I feel bad for that new guy. I hope that was not the actual conversation.

exciteabletom · on Sept 4, 2021

>I demonstrated outstanding leadership and blamed him without any further evidence.

At least the Author seems to know it wasn't OK.

papaf · on Sept 4, 2021

One thing I would recommend when someone blames a bug on you -- without hesitation, always say "yes, I will take a look at it".

This way if you have to push back and say it wasn't you, you have much more impact because you have investigated the problem.

Edit: but I agree, that is no way to treat a colleague.

sqldba · on Sept 4, 2021

Thanks! I felt the same way. Glad I’m not the only one.

I’ve had people attack me like that before and it’s not great. It’s always someone in a position of power, too.

shock-value · on Sept 4, 2021

It’s embarrassing and shameful behavior by the author, and even more embarrassing that he was willing to share it publicly. If it’s the culture of that startup that this kind of stuff is just typical day-to-day employee interaction, I don’t know who would want to work there, especially given how hot the job market is now.

zimpenfish · on Sept 4, 2021

Oh, this might explain the rare[1] local-only[2] "m=+0.00blah" test fails on deep `time.Time` comparisons we sometimes get talking to Firebase.

(We don't actually use `time.Local` anywhere but I'm guessing one of the support libraries does.)

[1] Once a month, maybe [2] But never on the CI - only when running the tests on developer machines

pphysch · on Sept 4, 2021

Storing timezone info by reference, and having dynamic timezones (like Local) are both great features for dealing with the messiness of time. But there are always tradeoffs...
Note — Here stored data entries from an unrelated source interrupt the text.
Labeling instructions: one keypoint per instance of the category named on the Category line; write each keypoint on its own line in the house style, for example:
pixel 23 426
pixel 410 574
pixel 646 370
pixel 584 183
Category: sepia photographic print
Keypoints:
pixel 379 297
SAI_Peregrinus · on Sept 4, 2021

Unexpected for go, but very much like what happens with C locales when they change.

ilammy · on Sept 4, 2021

Every once in a while I open this commit [1] and read it, just to remind myself to try and avoid making stupid decisions within my power, hopefully preventing my APIs from becoming a standardized mess that C locales are.

[1]: https://github.com/mpv-player/mpv/commit/1e70e82baa9193f6f02...
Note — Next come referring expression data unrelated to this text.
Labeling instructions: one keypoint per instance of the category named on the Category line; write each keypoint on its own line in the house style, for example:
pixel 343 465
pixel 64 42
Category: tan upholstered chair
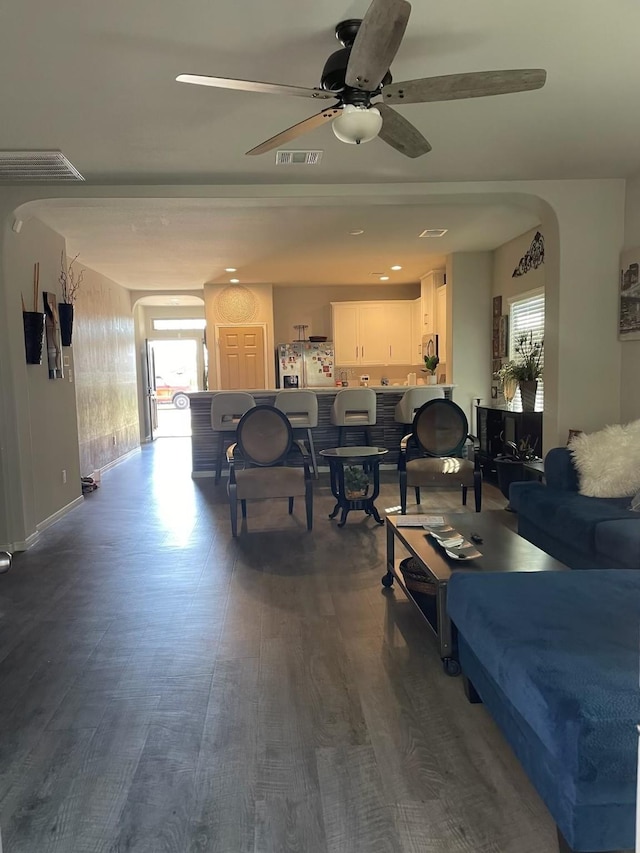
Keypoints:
pixel 431 455
pixel 227 407
pixel 412 400
pixel 257 463
pixel 354 407
pixel 301 409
pronoiac · on Sept 4, 2021

> But locales give a delicious sweet spot of brokenness, where things are broken enough to cause neverending pain, but not broken enough that enough effort would have spent to fix it completely.

Oh, this feels familiar. I most recently had this feeling when reading about the git staging area, where that term is common everywhere but the man pages.
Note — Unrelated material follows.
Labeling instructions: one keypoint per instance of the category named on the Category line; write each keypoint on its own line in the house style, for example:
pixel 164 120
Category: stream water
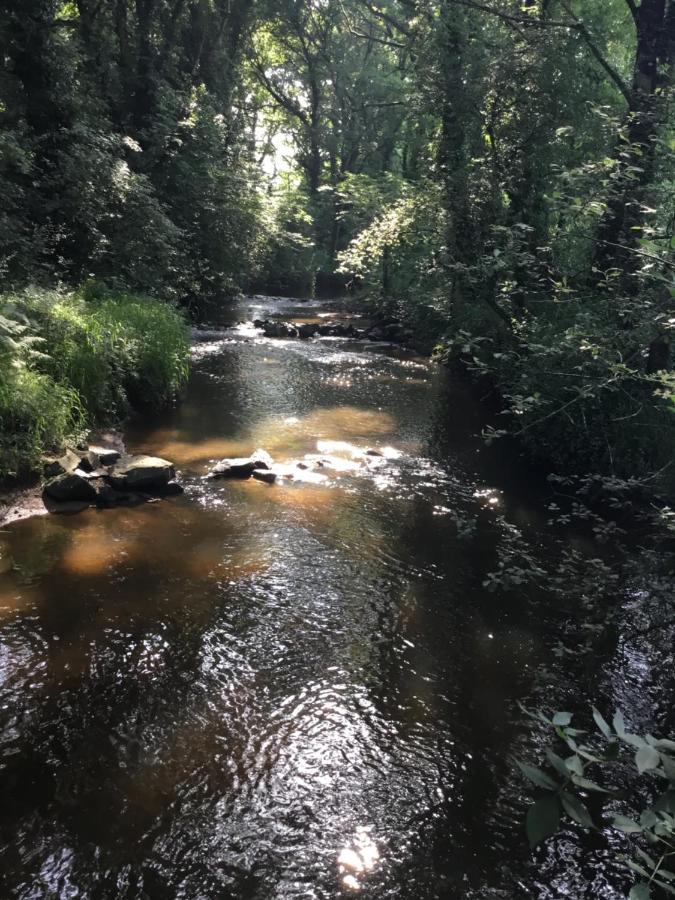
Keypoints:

wereHamster · on Sept 4, 2021

Why is implicit global state still a thing in modern languages?

tapirl · on Sept 4, 2021

> Reads from a closed channel block, sends on a closed channel panic

"never block"?

wahern · on Sept 4, 2021

Maybe they confused closed and nil channels. Reads from a nil channel block, as do sends.

hajhatten · on Sept 4, 2021

Why not just explicitly use UTC everywhere?

solidsnack9000 · on Sept 4, 2021

Yeah, reading this article, it seemed like using a wildcard time zone was the real bug.

dblooman · on Sept 4, 2021

That message exchange screenshot is unfortunately seen too often in companies.

j16sdiz · on Sept 4, 2021

If you ask me, the problem lies in SQL datetime (without timezone) data type, not golang.

jbaviat · on Sept 4, 2021

Je suis en train de me faire un devis pour

purplerabbit · on Sept 4, 2021

Really loved the voice of this article. Very funny.

Just wrapping up a read of “the go programming language”, and this article called out literally every aspect of go I was surprised/annoyed to discover. The validation is much appreciated

silisili · on Sept 4, 2021

Just for reference, complete opposite for me. I found it rambling and missing the mark.

I expected a simple repro case exposing the bug. I got many paragraphs of random relevance and still not positive what the bug actually is. Even a link to an issue would have been helpful.

blowski · on Sept 4, 2021

And the memes. A couple of particularly relevant and funny memes is ok, but this article had a lot that were neither.